This article was originally published by Forbes on November 30, 2023.
Amid the steady onslaught of costly ransomware and other attacks, cyber insurance is more important than ever for businesses. A company can implement proper security controls and meet regulatory mandates, but breaches still happen—and when they do, cyber insurance can be a vital tool to help a business recover quickly. However, it’s also becoming more expensive, complicated and challenging to get.
According to Fitch Ratings, cyber insurance is the fastest-growing segment of the U.S. property/casualty insurance market. However, claims and payouts have jumped along with that growth, giving insurers a reason to be more exacting in what they expect from policyholders.
Between 2018 and 2021, Fitch found a 100% increase in the number of cyber insurance claims that policyholders made and a 200% increase in the number of claims that insurers paid out. Although the costs of cyber insurance premiums have leveled off somewhat, they’re still on the rise. According to insurance broker Marsh, there was an 11% rise in average cyber insurance prices in the first quarter of 2023 after a 28% jump in the last quarter of 2022.
Obtaining cyber insurance may have once been a straightforward process. Still, the growth and sophistication of the cyber landscape have changed the process, and companies looking to qualify for cyber insurance at reasonable rates have a substantial burden of proof. They must demonstrate to insurers that they have robust security controls and are complying with cybersecurity mandates.
While there are multiple methods for demonstrating robust security controls, three areas stand out. Those areas include security assessments, breach and attack simulation and asset intelligence.
Security assessments are a fantastic mechanism to leverage experts to penetrate, evaluate and measure the effectiveness of your security controls. They can also effectively measure how well-practiced your incident response team is and how well their processes work in the face of an incident. Deliverables from these assessments can help highlight and prioritize potential issues across your talent, techniques and technology that can hinder the effectiveness of an organization’s security controls.
Breach And Attack Simulation
Third-party penetration testers as well as in-house red, blue and purple teams can use breach and attack simulation solutions that are engineered to validate the effectiveness of security controls, from endpoint protection and network firewalls to email protection and SIEMs. They execute actual attacks like data exfiltration and malware execution to determine if security controls prevent the attacks from being successful.
They can also ascertain if the attacks are detected, and they generate alerts across hundreds or thousands of attack types. The resulting output precisely maps the successful attacks to failed security controls while prescriptively offering adjustments that can be made—thus ensuring that optimized and validated controls are in place.
Asset intelligence can provide abundant evidence-based, enforceable data where regulatory compliance and cyber insurance meet. It’s an area where auditors spend a substantial amount of time because when assessing a system, it’s of the utmost importance to understand the whole spectrum of an organization from a risk perspective. You gain that understanding right at the juncture because auditors often deal with regulators and insurance companies simultaneously.
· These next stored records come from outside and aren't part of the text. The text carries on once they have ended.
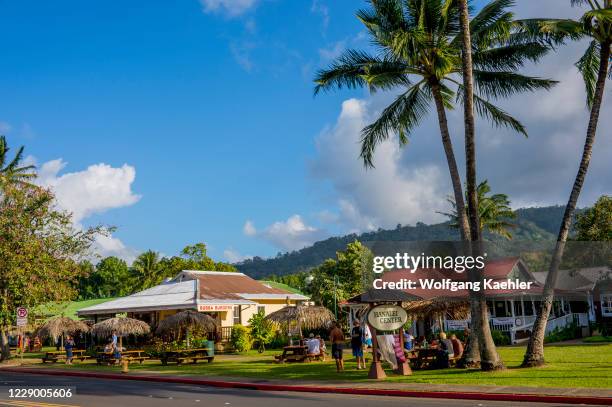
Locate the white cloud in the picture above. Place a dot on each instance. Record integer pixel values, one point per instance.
(231, 8)
(292, 234)
(95, 190)
(233, 256)
(391, 193)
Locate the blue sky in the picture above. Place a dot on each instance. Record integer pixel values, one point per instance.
(204, 114)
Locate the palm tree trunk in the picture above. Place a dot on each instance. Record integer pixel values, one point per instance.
(489, 359)
(472, 356)
(5, 349)
(462, 219)
(534, 356)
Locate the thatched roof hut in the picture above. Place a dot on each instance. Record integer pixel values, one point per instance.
(61, 326)
(453, 308)
(187, 320)
(306, 317)
(122, 326)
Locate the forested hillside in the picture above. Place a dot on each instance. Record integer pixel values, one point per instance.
(531, 224)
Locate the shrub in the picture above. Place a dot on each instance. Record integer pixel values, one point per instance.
(241, 339)
(500, 338)
(262, 330)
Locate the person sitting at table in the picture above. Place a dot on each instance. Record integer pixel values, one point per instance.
(445, 351)
(314, 346)
(408, 340)
(457, 346)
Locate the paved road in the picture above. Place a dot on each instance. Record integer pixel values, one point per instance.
(117, 393)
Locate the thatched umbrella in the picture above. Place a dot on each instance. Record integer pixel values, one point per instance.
(306, 317)
(123, 327)
(187, 320)
(60, 326)
(454, 308)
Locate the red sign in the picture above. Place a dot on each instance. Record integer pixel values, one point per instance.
(215, 307)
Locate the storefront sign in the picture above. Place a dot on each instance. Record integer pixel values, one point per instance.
(215, 307)
(387, 317)
(22, 316)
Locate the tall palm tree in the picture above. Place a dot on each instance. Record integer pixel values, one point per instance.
(494, 212)
(596, 25)
(145, 270)
(11, 171)
(419, 50)
(418, 46)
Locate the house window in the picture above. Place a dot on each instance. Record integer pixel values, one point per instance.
(237, 315)
(606, 305)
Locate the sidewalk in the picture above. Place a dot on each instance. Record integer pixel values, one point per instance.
(500, 393)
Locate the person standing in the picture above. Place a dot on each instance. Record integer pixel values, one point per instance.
(69, 346)
(357, 344)
(336, 336)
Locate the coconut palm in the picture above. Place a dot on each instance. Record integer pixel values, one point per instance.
(146, 270)
(494, 211)
(11, 171)
(418, 51)
(596, 25)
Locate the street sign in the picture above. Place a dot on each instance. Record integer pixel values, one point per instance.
(22, 316)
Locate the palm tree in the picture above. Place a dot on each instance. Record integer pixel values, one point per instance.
(11, 172)
(481, 341)
(418, 47)
(494, 212)
(596, 25)
(145, 270)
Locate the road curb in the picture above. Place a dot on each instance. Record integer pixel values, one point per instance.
(517, 397)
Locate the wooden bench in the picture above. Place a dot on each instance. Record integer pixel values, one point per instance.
(181, 356)
(53, 357)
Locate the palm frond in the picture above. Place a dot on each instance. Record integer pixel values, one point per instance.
(510, 57)
(503, 84)
(403, 115)
(355, 69)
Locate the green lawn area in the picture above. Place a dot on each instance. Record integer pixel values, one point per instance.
(567, 366)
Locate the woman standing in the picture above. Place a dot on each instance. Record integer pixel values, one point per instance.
(357, 344)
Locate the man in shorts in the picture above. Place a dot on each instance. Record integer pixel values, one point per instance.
(336, 337)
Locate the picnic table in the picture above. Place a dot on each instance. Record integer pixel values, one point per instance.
(293, 353)
(127, 355)
(422, 358)
(180, 356)
(61, 355)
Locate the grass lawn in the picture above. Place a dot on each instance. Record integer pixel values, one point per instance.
(567, 366)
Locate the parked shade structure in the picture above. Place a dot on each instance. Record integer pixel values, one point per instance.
(306, 317)
(60, 326)
(122, 326)
(188, 320)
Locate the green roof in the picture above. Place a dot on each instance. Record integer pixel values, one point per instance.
(281, 286)
(67, 309)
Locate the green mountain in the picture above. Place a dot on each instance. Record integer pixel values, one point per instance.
(531, 224)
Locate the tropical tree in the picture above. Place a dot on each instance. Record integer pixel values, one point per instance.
(418, 50)
(146, 270)
(39, 254)
(11, 171)
(596, 25)
(494, 212)
(481, 341)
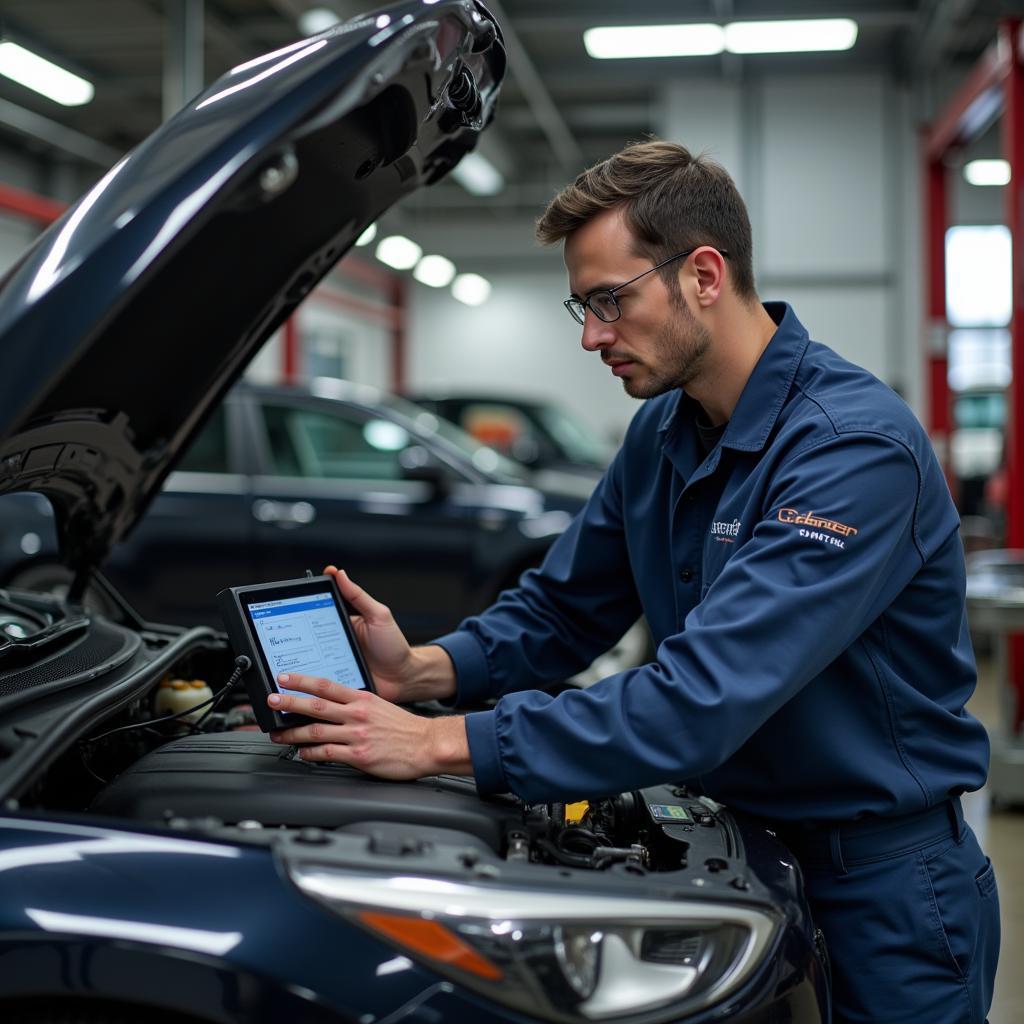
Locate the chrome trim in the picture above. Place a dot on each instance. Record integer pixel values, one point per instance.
(432, 896)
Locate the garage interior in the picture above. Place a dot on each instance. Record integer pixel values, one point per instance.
(882, 185)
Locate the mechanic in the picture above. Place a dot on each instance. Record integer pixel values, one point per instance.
(778, 516)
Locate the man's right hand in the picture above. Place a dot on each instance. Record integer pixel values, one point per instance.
(401, 673)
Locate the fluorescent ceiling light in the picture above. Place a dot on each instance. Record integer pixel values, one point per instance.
(399, 252)
(477, 175)
(48, 79)
(791, 37)
(987, 172)
(434, 270)
(316, 19)
(611, 42)
(471, 289)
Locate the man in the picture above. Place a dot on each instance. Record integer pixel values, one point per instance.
(779, 518)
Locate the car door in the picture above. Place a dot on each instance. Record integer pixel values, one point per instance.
(197, 537)
(335, 489)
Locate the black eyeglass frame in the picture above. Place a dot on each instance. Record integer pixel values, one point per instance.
(577, 307)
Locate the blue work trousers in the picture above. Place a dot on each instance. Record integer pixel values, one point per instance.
(910, 918)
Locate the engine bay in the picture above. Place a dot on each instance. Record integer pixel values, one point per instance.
(183, 754)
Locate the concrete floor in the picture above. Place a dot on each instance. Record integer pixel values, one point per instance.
(1001, 836)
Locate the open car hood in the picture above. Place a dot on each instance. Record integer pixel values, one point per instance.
(133, 313)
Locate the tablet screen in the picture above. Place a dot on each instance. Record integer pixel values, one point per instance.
(305, 634)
From a security perspective, asset intelligence built on evidence-based security data—instead of merely taking inventory of devices and software—can help organizations comply with regulatory standards. Those standards, after all, are designed to ensure that specific security controls are in place. That data is also what insurers are looking for when drawing up a cyber insurance policy.
For organizations, the benefits of asset intelligence include:
• Risk reduction, which is an important discipline in compliance and some of the best data you can have when applying for cyber insurance.
• Quicker identification of security gaps, which is an essential step in the risk reduction chain of vulnerability identification and mitigation as well as another critical factor for regulatory requirements and insurance confluence.
Incontrovertible evidence-based data that shows that an organization is taking a proactive approach to risk management can translate to more favorable terms for cyber insurance, including lower premiums and other elements such as the length of a policy. With car insurance, if you can show an insurer that you live in the middle of nowhere and your nearest neighbor is 50 miles away, you’ll pay less for insurance. With cyber insurance, the data you derive is worth dollars and cents.
It can also benefit insurers by making them more competitive. Having a better understanding of a company’s security posture not only allows insurers to offer a lower rate but also gives them the flexibility to customize policies—tailoring them to the unique needs and risks of the business.
Cyber insurance is critical for businesses operating in the face of mounting threats and the possibility of expensive, reputation-damaging breaches. A company that can assess its security, conduct breach and attack simulations and offer a clear view of its enterprise should get more favorable terms on insurance.